4.3 Advantage of seamless continuous ablation compared to point-by-point spot mode ablation

The first- and second-generation laser balloon systems did not include the automated rotational RAPID mode ablation feature. Although those prior generations recorded excellent clinical outcomes, each 20- to 30-s single application needs 20 to 50% lesion overlap [13, 14]. The necessity of the repeated overlaps with spot mode ablations between the lesions may make the procedure time long and a higher possibility of a gap or reversible lesion formation would be expected.
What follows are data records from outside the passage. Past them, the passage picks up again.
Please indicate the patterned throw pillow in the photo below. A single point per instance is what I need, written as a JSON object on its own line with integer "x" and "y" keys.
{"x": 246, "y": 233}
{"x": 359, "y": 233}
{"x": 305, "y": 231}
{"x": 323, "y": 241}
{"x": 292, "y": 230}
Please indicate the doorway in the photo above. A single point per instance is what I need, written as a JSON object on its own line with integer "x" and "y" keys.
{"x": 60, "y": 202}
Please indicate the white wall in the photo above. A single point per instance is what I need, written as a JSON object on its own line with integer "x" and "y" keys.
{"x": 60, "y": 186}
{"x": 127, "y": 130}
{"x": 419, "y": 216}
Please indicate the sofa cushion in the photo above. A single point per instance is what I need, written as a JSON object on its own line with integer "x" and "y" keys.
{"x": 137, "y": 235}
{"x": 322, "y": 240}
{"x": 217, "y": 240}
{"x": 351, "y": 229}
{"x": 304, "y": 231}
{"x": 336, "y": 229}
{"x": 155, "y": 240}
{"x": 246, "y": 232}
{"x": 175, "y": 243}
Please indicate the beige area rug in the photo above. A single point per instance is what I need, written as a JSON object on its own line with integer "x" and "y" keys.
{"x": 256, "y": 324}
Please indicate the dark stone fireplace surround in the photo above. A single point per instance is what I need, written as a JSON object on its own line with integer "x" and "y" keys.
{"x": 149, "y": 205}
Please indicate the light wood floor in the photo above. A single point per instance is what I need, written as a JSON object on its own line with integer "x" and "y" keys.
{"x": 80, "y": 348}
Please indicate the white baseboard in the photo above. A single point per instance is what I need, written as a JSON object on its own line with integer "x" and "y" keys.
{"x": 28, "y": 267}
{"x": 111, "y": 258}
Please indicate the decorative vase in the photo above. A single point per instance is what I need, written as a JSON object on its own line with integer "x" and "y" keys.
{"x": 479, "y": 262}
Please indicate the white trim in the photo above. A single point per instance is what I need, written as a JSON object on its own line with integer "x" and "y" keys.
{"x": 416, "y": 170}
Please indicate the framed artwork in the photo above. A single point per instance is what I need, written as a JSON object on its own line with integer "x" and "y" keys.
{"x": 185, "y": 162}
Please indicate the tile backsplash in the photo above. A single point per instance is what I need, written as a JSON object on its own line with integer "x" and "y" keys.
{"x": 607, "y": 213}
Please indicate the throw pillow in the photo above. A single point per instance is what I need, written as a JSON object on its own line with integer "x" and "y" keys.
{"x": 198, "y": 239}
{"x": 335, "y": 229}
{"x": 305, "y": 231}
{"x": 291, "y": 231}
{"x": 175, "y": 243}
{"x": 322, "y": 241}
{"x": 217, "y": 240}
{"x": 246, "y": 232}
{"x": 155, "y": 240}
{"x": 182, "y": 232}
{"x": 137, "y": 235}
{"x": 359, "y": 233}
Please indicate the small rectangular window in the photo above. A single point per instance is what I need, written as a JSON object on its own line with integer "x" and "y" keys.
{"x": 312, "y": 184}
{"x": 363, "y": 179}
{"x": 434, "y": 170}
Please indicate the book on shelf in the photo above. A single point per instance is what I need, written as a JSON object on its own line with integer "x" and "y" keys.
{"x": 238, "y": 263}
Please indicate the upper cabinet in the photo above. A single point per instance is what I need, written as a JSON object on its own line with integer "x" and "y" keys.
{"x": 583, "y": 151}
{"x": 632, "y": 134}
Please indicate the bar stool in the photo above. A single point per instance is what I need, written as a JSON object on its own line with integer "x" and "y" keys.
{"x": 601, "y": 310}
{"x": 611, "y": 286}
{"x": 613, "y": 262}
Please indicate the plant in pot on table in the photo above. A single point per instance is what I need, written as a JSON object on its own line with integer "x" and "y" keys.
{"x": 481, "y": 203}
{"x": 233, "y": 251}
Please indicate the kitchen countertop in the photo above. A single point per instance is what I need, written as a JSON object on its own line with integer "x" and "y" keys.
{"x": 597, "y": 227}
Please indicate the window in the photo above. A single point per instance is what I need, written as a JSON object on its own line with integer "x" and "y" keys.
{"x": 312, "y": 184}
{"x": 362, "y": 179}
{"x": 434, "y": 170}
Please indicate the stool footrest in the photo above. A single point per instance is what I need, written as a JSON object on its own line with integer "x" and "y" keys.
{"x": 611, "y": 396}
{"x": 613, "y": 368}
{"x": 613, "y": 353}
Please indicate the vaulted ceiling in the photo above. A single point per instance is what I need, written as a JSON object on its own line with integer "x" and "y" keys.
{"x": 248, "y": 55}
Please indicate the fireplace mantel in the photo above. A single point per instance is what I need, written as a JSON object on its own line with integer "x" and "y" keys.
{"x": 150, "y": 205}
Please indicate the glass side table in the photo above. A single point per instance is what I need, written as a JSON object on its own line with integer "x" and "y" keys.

The newly established RAPID mode provides (1) fast PV isolation as few as three minutes per vein, (2) continuous lesion formation with less possibility to have a gap between two different ablation lesions, and (3) qualitatively stable and durable lesions. Indeed, not only the total procedure time and ablation time but also the first-pass isolation rate was improved compared to the first- or second-generation laser balloon ablation system. As seen in this study, catheter exchanges were required due to a pinhole in 8 cases (7.3%). Since the X3 procedures have been reported as a pivotal study, a relatively high pinhole rate (8–13%) was reported [17, 23]. The RAPID mode may damage the balloon material when applied directly to the blood. Operators should be cautious to choose spot mode ablation if the targeted lesion is next to the blood pool or intermittently covered by blood flow. Despite this limitation, the past study demonstrated that the RAPID mode improved acute PV isolation results with a highly successful PV isolation rate and shorter procedure time compared to the former generation [23]. More recently, the balloon material has been modified to be more robust for RAPID mode usage, which was not clinically available in this study. The new balloon material could improve the percentage of RAPID mode usage, shorten the procedure time, and reduce catheter exchanges, leading to better acute procedural results and long-term patient clinical results.

5 Limitations

This study includes some limitations. First, the protocol is a non-randomized, single-arm, and single-center study. Second, the results were not compared with other specific procedures such as RF PVI or cryoballoon PVI. Third, the procedure was limited to PV isolation even for persistent AF patients. Although the number of patients was relatively small, few recurrent arrhythmias were observed beyond 1-year observation. According to the redo cases, in most of the cases, PVs were isolated and non-PV triggers or substrates were considered as the source of AF. Based on this fact, the high durability of the PV isolation with X3 seemed to have contributed to the superb SVT-free clinical result. At the same time, even for persistent AF patients, durable PV isolation should be the essential strategy for better clinical outcomes [24].

6 Conclusion

A novel continuous automatic laser balloon ablation system for PV isolation was found to be safe and effective for both paroxysmal and persistent AF patients. The combination of effective laser energy and seamless lesion archives quick and durable PV isolation without serious complication, which was proved in the clinical outcome.